On Monday morning, City Councilman Mike Fagan says, he came to work to find an envelope with his name misspelled on the outside, and two documents on the inside. One document was the articles of incorporation listing Jason Green as the co-founder for Jewels Helping Hands, the organization the city chose to lead its newest warming shelter.
The other was a 2015 press release from the FBI, detailing Green's part in a 2009-10 embezzlement scheme. According to the FBI, Green and a friend stole hundreds of thousands of dollars from Green's employer, U.S. Foodservice, including by approving expenditures for work that was never done and falsifying accounting records.
In light of the revelation, Fagan argued the decision to award the warming shelter contract to Jewels Helping Hands — instead of the much more experienced Salvation Army — was particularly suspicious.
"My heart tells me the council failed, and the administration failed also," Fagan says.
But Green tells the Inlander that the reason why Jewels was awarded the contract was simple: Jewels promised they could run the warming center for much less money and get started much faster.

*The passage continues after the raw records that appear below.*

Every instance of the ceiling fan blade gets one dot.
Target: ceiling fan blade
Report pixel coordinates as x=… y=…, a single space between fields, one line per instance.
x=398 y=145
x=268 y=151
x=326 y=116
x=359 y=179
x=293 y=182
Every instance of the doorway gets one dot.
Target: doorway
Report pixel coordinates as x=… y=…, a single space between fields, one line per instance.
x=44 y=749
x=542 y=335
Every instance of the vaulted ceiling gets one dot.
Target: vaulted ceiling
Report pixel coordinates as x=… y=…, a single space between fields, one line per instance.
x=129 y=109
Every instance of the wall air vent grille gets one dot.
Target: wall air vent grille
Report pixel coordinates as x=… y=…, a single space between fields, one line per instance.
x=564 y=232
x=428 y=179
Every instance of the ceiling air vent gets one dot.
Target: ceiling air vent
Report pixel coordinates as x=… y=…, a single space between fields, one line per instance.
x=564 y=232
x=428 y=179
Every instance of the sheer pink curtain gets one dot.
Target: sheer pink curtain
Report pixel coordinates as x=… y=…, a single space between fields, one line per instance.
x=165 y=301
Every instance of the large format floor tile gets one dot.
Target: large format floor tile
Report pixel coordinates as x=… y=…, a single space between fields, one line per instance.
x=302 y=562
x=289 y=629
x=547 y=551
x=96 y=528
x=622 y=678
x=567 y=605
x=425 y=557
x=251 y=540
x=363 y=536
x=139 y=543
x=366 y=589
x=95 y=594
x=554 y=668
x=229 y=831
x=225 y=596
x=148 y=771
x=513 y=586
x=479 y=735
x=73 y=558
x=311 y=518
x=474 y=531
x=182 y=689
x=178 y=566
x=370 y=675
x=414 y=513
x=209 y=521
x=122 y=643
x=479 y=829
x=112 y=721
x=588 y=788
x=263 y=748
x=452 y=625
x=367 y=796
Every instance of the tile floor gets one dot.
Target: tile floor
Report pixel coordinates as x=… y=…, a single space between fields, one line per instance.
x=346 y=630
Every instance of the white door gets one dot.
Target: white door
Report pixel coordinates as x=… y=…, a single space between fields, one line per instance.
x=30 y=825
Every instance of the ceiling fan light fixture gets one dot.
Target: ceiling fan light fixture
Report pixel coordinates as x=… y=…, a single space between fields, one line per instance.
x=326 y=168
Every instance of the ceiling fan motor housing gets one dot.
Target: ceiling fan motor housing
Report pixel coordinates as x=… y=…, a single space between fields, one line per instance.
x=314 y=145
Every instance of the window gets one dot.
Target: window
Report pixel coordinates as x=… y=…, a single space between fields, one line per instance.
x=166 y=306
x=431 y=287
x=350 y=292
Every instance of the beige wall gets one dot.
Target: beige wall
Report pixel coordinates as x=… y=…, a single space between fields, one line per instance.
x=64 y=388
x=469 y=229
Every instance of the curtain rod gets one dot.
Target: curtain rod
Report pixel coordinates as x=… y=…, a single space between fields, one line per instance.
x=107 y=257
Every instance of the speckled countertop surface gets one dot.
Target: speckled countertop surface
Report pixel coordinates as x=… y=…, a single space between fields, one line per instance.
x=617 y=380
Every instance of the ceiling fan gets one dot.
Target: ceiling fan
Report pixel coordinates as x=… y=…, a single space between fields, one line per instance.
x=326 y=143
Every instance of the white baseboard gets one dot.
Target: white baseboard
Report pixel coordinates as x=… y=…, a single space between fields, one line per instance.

Green says he will be doing accounting work for Jewels' with the city contract, including processing receipts and payroll, but also says there are multiple levels of scrutiny his accounting will go through.
"Our financials go out to seven other board members" as well as the Smith-Barbieri Foundation, Green says. The organization will have to submit receipts to the city before it's approved. And if the city lets him, he says he plans to release the financials publicly as well.
"I work with complete transparency because I do not want to be doubted and I know my past will always haunt me," Green writes on Facebook, noting he spent 21 months in prison and paid back the money in restitution.
Green says the issue didn't come up during his discussions about the city running the warming center. But City Council President Ben Stuckart says he was well aware of Green's past.
"I've known that since they've started working in the community," Stuckart says. "He's been honest and open about his past."
Stuckart stresses the importance of "banning the box" — preventing employers from asking about felonies early in the interview process — and points out that Green, in his day job, is a controller handling $1 million for 11 restaurants.
"His current employer trusts him," Stuckart says. "I think this is a last-minute smear campaign."